With the power limit increased, your GPU seems to have boosted clocks slightly higher than before (1341 vs 1328), and the power consumption has increased a tad as well (245 vs 240). That makes sense. But the “P2” state and “HW Slowdown Active” does not make sense to me given that the card seems to be running flat out based on utilitisation, clocks, and power consumption reported by nvidia-smi.

Power state management involves software. I wonder whether that may have gotten into a weird state. Have you tried power-cycling the machine? Also, you might want to check you have the latest official EVGA VBIOS for this card, in case there have been firmware bugs (unlikely at this stage, I would think). Other than that, I am out of ideas of what to try.

Strangely, the clocks on this GTX Titan X seem to be much higher than the boost clocks stated on the EVGA website for the fastest model of Titan X they sell (http://www.evga.com/Products/ProductList.aspx?type=0&family=GeForce+TITAN+Series+Family&chipset=GTX+TITAN+X), which is confusing if not suspicious.

I’ve definitely cycled the machine quite a few times, I updated drivers. I didn’t try different versions of cudnn or cuda or different builds of tensorflow yet, I’m going to focus on that now and see what happens.

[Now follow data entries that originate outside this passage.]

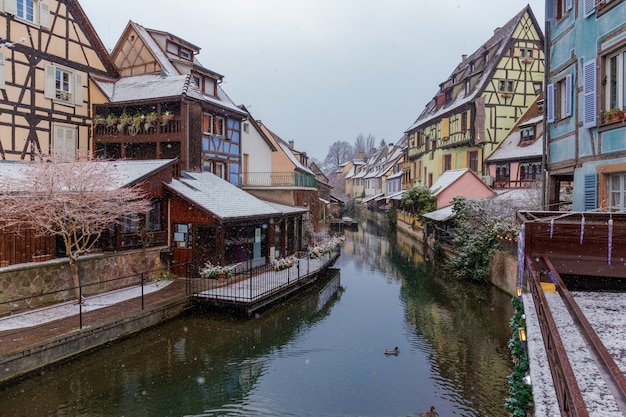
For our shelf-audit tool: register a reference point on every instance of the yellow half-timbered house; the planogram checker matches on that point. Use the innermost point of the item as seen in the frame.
(48, 52)
(478, 105)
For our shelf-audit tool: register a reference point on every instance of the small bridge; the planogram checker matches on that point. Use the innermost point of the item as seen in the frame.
(254, 288)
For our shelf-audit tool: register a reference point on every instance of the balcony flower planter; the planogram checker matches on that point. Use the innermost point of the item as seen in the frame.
(41, 258)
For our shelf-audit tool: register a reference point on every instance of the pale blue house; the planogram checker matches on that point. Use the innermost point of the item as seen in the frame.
(586, 84)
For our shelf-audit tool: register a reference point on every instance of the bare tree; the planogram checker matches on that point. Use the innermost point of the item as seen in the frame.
(338, 153)
(364, 144)
(75, 201)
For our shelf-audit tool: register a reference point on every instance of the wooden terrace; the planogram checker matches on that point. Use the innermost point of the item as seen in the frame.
(248, 290)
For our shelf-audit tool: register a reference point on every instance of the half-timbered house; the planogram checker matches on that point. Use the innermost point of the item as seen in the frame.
(479, 103)
(48, 52)
(167, 105)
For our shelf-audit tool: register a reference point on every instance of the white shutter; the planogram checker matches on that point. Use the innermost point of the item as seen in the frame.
(590, 7)
(589, 93)
(550, 98)
(78, 89)
(550, 10)
(10, 6)
(44, 15)
(64, 143)
(568, 95)
(2, 72)
(50, 86)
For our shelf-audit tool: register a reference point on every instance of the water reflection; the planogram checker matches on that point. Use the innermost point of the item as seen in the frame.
(320, 353)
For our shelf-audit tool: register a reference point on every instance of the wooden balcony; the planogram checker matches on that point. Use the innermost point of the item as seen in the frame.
(155, 131)
(278, 180)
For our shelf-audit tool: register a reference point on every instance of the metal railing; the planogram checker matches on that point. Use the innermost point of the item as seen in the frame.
(66, 297)
(248, 285)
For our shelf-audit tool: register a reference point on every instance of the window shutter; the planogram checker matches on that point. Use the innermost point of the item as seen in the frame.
(591, 192)
(50, 87)
(590, 7)
(44, 15)
(10, 6)
(589, 93)
(551, 10)
(568, 95)
(550, 97)
(2, 72)
(78, 89)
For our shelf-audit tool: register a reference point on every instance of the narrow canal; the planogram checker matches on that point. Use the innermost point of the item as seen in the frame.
(319, 354)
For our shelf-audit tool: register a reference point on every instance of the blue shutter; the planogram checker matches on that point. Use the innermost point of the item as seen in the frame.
(550, 10)
(550, 98)
(589, 93)
(591, 192)
(568, 95)
(590, 7)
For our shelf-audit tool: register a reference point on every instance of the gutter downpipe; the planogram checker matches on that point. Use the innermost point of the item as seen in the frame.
(546, 77)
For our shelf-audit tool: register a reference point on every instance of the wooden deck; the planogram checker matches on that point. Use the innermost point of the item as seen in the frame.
(251, 290)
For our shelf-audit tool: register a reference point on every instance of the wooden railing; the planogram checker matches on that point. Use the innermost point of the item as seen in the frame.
(129, 131)
(566, 387)
(278, 179)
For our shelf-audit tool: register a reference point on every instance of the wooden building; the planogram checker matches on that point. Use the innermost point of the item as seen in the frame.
(49, 51)
(167, 105)
(237, 228)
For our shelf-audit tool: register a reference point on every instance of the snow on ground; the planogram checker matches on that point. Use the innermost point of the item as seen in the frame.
(544, 394)
(58, 311)
(606, 311)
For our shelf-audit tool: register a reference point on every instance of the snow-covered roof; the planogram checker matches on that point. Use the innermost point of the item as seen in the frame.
(446, 179)
(219, 197)
(125, 172)
(463, 72)
(441, 215)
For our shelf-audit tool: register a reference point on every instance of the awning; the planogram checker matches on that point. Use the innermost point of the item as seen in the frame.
(441, 215)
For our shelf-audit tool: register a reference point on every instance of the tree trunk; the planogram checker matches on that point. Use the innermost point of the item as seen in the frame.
(75, 279)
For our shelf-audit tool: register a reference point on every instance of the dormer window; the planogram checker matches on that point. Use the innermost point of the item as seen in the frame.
(527, 134)
(179, 51)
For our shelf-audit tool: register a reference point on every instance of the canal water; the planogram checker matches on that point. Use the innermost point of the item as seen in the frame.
(321, 353)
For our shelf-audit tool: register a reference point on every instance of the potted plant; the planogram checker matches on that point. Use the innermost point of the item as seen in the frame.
(150, 119)
(98, 119)
(166, 116)
(112, 119)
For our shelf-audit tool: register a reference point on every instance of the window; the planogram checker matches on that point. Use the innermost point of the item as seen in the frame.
(64, 143)
(527, 134)
(218, 126)
(63, 85)
(447, 162)
(617, 192)
(559, 96)
(506, 86)
(472, 162)
(530, 171)
(207, 123)
(153, 218)
(502, 173)
(615, 76)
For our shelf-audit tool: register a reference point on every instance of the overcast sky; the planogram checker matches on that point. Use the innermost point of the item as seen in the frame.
(319, 71)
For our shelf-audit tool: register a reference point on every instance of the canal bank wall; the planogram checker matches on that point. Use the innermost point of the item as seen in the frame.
(27, 350)
(503, 266)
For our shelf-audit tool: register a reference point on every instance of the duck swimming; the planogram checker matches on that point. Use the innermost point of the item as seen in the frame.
(431, 413)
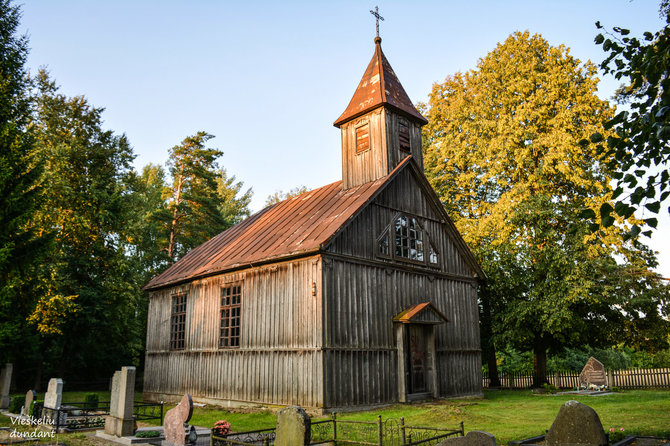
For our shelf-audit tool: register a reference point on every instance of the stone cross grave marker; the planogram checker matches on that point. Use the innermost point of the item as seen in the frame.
(577, 425)
(5, 381)
(30, 397)
(593, 373)
(174, 422)
(120, 421)
(293, 427)
(54, 395)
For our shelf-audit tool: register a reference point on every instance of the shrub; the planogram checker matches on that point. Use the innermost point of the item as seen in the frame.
(91, 400)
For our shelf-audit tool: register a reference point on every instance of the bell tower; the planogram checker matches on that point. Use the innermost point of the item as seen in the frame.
(380, 127)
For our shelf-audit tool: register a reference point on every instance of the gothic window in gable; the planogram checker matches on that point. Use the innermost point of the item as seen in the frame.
(403, 135)
(405, 239)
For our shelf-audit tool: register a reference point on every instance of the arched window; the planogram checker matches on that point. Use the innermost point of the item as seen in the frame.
(405, 239)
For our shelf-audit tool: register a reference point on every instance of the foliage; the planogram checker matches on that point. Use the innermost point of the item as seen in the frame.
(20, 247)
(193, 198)
(638, 146)
(234, 205)
(86, 289)
(502, 150)
(281, 195)
(91, 400)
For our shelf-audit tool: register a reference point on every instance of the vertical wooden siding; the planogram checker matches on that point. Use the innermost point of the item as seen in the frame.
(384, 154)
(278, 362)
(361, 353)
(359, 239)
(363, 292)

So, I downgraded cuda from 7.5 to 7.0 and cudnn from 5.0 to 4.0… and installed the driver that was packaged with cuda 7… fixed it.

Good to hear that the issue turned out to be fixable in this way, although in general I would not recommend CUDA 7.0, that version had too many bugs. I upgraded straight from CUDA 6.5 to CUDA 7.5 because of that.

Given the weird power state handling, the most likely source of this trouble would appear to be the driver package, I can’t imagine how either CUDA or CUDNN would play into it. So if you have sufficient time on your hands, you might want to try cycling through all recent driver packages to see whether there is one that does not exhibit this issue and also allows you to run CUDA 7.5.

I found an open issue on Tensorflow github where someone with a TitanX was having slow execution, I believe this is might be more a strange combination of incompatibilities between Tensorflow, CUDA 7.5 and maybe the drivers or at least the card.

I’ll have to play around with CUDA versions, CuDNN version and driver versions to see. When I was initially seeing this issue I was actually running the drivers prepackaged with CUDA 7.5 and upgraded the drivers to see if it fixed the issue. I’m now more leaning towards this being a Tensorflow issue.

Having the exact same issue. I tried multiple different driver versions but that didn’t help, the behaviour remained. How could that potentially be a problem with CUDA + cuDNN ??! (Downgrading to CUDA 7.0 has solved the problem for me previously, but that requires me to recompile tensorflow and I’d like to use the precompiled binaries).